WAVE: Write-once GPU kernels run on NVIDIA, AMD, Intel, and Apple hardware

After 5,000 pages of GPU architecture docs, a developer unified all major ISAs into one portable toolchain.

Deep Dive

After reading over 5,000 pages of GPU architecture documentation—NVIDIA PTX, AMD ISA, Intel Xe, and reverse-engineered Apple GPU specs—a developer (not-your-typical-cs) noticed that all four vendors implement the same fundamental 11 operations under different names. This insight led to WAVE, a new portable instruction set architecture (ISA) that abstracts away vendor-specific low-level details. WAVE lets you write a GPU kernel once in a unified intermediate representation, compile it to a portable binary, and then deploy it across backends including Metal, PTX, HIP, and SYCL. The project has been verified on Apple M4 Pro, NVIDIA T4, and AMD MI300X hardware, ensuring cross-platform correctness.

Co-author Onyinye built a PyTorch integration that enables identical training results across all supported backends, meaning developers can switch hardware without code changes or accuracy loss. The WAVE toolchain includes a compiler, runtime, and thin backend translators. The project is open source on GitHub under the name wave, with a preprint on arXiv and full documentation available. Developers can install it simply with pip install wave-gpu.
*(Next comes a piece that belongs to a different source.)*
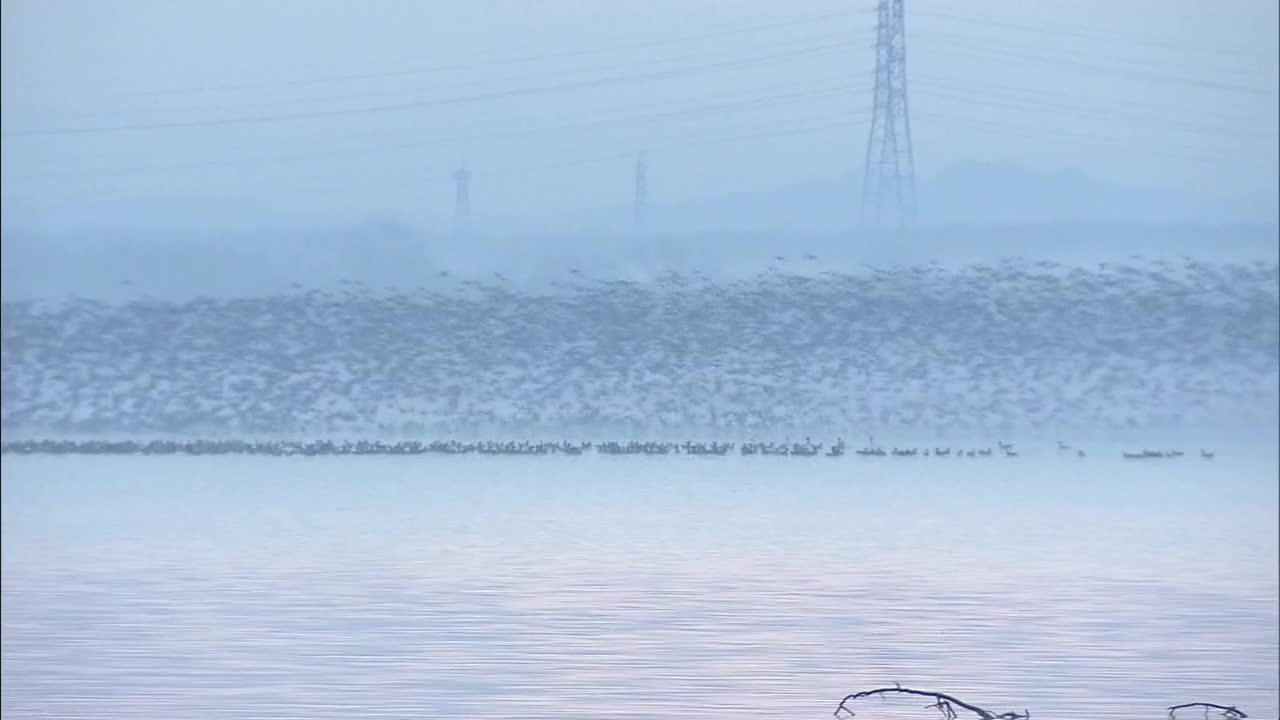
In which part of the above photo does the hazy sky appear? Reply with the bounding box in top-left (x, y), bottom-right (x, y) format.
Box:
top-left (2, 0), bottom-right (1277, 231)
WAVE promises to dramatically reduce the complexity of writing and maintaining GPU code for heterogeneous computing environments, eliminating the need to manually port kernels between vendors' ecosystems.

Key Points
  • Covers 16 microarchitectures across NVIDIA, AMD, Intel, and Apple GPUs
  • Write kernel once in WAVE ISA; compile to portable binary; deploy via Metal, PTX, HIP, or SYCL backends
  • PyTorch integration yields identical training results on Apple M4 Pro, NVIDIA T4, and AMD MI300X

Why It Matters

Eliminates GPU vendor lock-in, enabling a single kernel to run across all major hardware with no porting effort.